Free market or planned economy? No constraints at all on
trade or the microscopic examination of every detail by government agencies to determine
what is and isn’t ‘for the greater good’? These are the two extreme economic
models that have been fought over for generations and the answer is always neither. Go
for the free market, grab-what-you-can format and a few people get national-budget-rich
at the expense of all those who have nothing to offer the market. In the
wild, so to speak, the over-populated low producers would eventually die out
and stabilise their numbers at some wage equilibrium. On the other hand, control everything we say and do
and we may as well be in prison.
So, somewhere in the middle it is generally accepted, is
where we end up and for all the political warfare engaged in by left and right
alike the outcome is generally a pendulum shift to either side of some supposed
centre ground. VW/Audi is showing what happens when the highly visible hand of
government intervenes. Some favoured climate-ideology, emissions
control and fuel prices combined to create the diesel monster, based on only one minor consideration. Diesel cars produce a bit less CO2 than petrol,
so all the manufacturer had to do was fiddle the monitoring of other pollutants to produce a
marketing advantage. Lower road tax, better ‘gas mileage’ and hey-presto, a
scandal created by government's good intentions.
Whatever talents those attracted to seek political office
possess, being capable of discerning truth from fiction is rarely one of them.
If genuine experts in a field can’t agree they split into camps and then it becomes
a simple matter of funding. For many years the tobacco giants, in the full
knowledge of the harm done by smoking their product, pursued highly effective
lobbying tactics and staved off (bought off) control of their hugely profitable industry.
Today it is the spuriously titled ‘climate scientists’ who have the funding to manipulate decision-making in favour of
their own, often also highly profitable, visions.
Forget the high ideals of the save-the-planet brigade, it
is money that makes the world go round, or at the very least determines which
way it turns. And those who control the purse strings know this very well.
Forget also the notion of moral balance-sheet decision making, very few policies are
decided by what is genuinely, altruistically best, rather what will deliver the best voting outcome.
Political parties are in the business of gaining and holding onto power and
while individuals may hold strong principled views, if they don’t fit the party
narrative they will be whipped into submission or side-lined out of influence
And thus to Europe. For those on the front line, watching
hordes of often aggressive aliens invade their lives, syphoning off their
resources, taking precedence over their own disadvantaged, the dangers of open
borders are clear. But the little people have no influence outside of election time
and even then they can be manipulated by cries of racism and appeals to common
decency. The palpably erroneous ‘migrants good, indigenous lazy’ storyline is
still being peddled by those who gain from it. But don’t think that the
opinions of ordinary people play no part; Philip Hammond has said the migrant
crisis is playing into the UK’s imagined renegotiation of EU rules.
Preparing to welcome Europe's saviours...

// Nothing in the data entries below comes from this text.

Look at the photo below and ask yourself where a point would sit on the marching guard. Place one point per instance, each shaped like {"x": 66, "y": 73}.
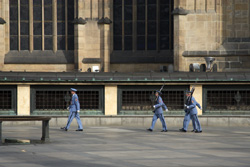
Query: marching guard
{"x": 74, "y": 110}
{"x": 158, "y": 112}
{"x": 191, "y": 113}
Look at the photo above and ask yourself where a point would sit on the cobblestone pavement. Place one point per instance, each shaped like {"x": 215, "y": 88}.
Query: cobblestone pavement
{"x": 127, "y": 146}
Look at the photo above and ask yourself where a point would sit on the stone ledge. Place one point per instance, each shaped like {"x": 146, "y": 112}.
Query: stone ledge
{"x": 215, "y": 53}
{"x": 39, "y": 57}
{"x": 144, "y": 121}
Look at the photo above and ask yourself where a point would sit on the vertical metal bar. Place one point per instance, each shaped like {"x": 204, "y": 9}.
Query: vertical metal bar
{"x": 1, "y": 133}
{"x": 103, "y": 8}
{"x": 158, "y": 25}
{"x": 195, "y": 6}
{"x": 31, "y": 42}
{"x": 43, "y": 24}
{"x": 134, "y": 25}
{"x": 206, "y": 6}
{"x": 170, "y": 24}
{"x": 123, "y": 31}
{"x": 19, "y": 26}
{"x": 45, "y": 130}
{"x": 146, "y": 25}
{"x": 66, "y": 24}
{"x": 54, "y": 21}
{"x": 76, "y": 8}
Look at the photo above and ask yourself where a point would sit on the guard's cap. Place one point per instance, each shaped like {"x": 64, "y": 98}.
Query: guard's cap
{"x": 158, "y": 92}
{"x": 73, "y": 89}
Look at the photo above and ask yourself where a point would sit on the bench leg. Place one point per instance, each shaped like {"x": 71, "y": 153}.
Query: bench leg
{"x": 1, "y": 133}
{"x": 45, "y": 131}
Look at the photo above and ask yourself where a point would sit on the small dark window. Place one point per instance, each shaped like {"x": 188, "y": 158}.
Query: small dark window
{"x": 61, "y": 43}
{"x": 24, "y": 42}
{"x": 48, "y": 42}
{"x": 13, "y": 43}
{"x": 38, "y": 43}
{"x": 48, "y": 28}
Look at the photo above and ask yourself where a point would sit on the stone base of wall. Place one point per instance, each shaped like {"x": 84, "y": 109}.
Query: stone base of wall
{"x": 141, "y": 121}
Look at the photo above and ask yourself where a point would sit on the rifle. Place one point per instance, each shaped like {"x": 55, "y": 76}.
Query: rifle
{"x": 160, "y": 92}
{"x": 188, "y": 101}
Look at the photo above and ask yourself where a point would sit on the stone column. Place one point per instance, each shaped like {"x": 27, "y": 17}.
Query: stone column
{"x": 106, "y": 48}
{"x": 198, "y": 94}
{"x": 23, "y": 100}
{"x": 111, "y": 100}
{"x": 2, "y": 45}
{"x": 2, "y": 34}
{"x": 179, "y": 35}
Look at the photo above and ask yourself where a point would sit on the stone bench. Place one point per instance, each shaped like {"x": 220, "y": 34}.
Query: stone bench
{"x": 45, "y": 124}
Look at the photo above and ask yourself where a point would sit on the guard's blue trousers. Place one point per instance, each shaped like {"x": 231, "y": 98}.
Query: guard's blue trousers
{"x": 73, "y": 115}
{"x": 163, "y": 122}
{"x": 197, "y": 122}
{"x": 186, "y": 121}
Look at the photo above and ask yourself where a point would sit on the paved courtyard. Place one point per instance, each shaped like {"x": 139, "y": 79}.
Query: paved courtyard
{"x": 128, "y": 146}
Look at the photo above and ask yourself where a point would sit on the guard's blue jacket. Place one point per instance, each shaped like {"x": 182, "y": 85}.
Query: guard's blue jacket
{"x": 75, "y": 105}
{"x": 192, "y": 107}
{"x": 158, "y": 106}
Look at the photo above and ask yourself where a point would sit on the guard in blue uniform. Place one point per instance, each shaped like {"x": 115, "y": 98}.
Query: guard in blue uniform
{"x": 191, "y": 113}
{"x": 74, "y": 110}
{"x": 158, "y": 112}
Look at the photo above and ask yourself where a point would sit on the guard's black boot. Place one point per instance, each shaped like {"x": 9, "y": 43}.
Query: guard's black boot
{"x": 182, "y": 130}
{"x": 196, "y": 131}
{"x": 79, "y": 130}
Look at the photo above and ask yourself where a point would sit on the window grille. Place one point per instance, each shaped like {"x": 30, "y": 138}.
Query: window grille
{"x": 60, "y": 100}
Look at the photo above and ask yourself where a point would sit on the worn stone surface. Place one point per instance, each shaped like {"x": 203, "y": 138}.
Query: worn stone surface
{"x": 127, "y": 146}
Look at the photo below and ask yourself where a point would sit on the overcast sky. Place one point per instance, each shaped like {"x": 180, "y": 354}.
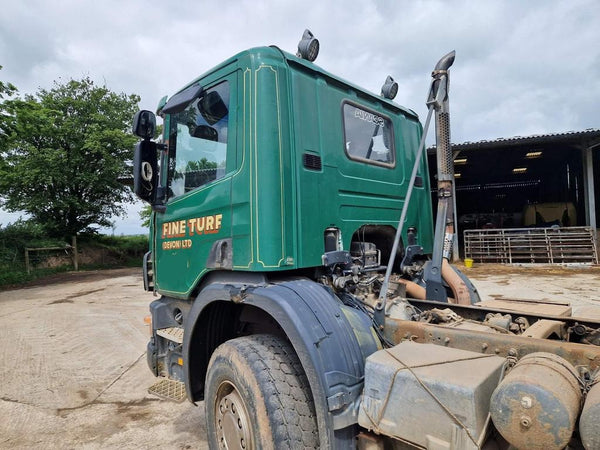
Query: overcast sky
{"x": 522, "y": 67}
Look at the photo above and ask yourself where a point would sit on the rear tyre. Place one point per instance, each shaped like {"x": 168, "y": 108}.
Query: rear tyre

Indeed it does. It generates sufficient anger on the
ground for the majority to support those who will make great play of taking a
stand. Watch as the argument develops before the referendum and this government
does what all ‘democratic’ governments have to do and tell us the story of why
they are the ‘least worst’ option. Because that’s all we will ever get. Cheap
travel comes with higher pollution, saving the Earth is an easy sell, no matter
how spurious the ‘science’ that supports it. The next government will
perpetuate the myth that no matter how different or how dangerous our new citizens are, only ever more immigrants will save our economy. Vote for humanity, vote for decency, vote Volkswagen.